So….if they are only selling cores (ie licenses\royalties) what’s their license fee going to be? If it’s 2%, to even match ARM, they’ll need $5bn in chip sales to even break even on the $100M already spent. That’s 10x what SiFive managed before going broke (sorry, “pivoting”). Not going to happen.
The truth is, ARM charge a suicidally *low* license fee, which only works because they make it up in staggering volume. Nobody can compete with that, and remain in business.

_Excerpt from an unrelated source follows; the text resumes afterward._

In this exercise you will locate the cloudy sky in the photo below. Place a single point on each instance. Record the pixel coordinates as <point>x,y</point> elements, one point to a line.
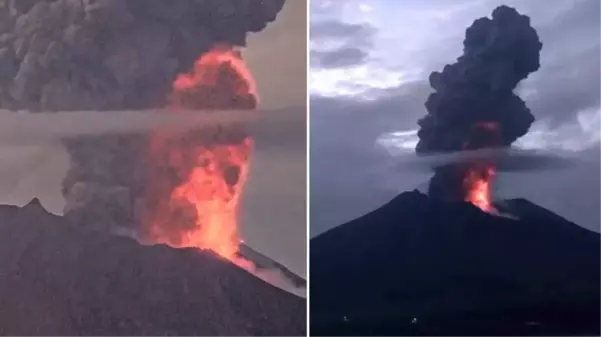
<point>370,61</point>
<point>275,199</point>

But it’s much much worse than that for a newcomer. If Akeana think they can charge even 2% for an unproven core, they’re about to get a rude shock. It’s not about whether the data sheet shows it has the performance, or even whether it “works”. The main question, and economically almost the only one that matters is - what is the yield of this core on TSMC 3nm. If it’s even 85% yield, while ARM are getting 95%, then the silicon manufacturer is paying a 10% tax just from using the core there at all! Akeana are about to discover that their “customers” expect *Akeana* to pay *them* money to use customer silicon as trial yield proving vehicles. Or at very best, an equal “partnership” where Akeana get no money, just “paid in exposure” by Marvell or Qualcomm or somebody. Whatever happened to those Qualcomm and Samsung RISCV cores from three years ago…dropped without trace after a few PR puff pieces…..yeah, that exactly.
Ah yes, that “paid in exposure”, so un-beloved of unpaid interns everywhere.As others have found out, there’s just no business model here.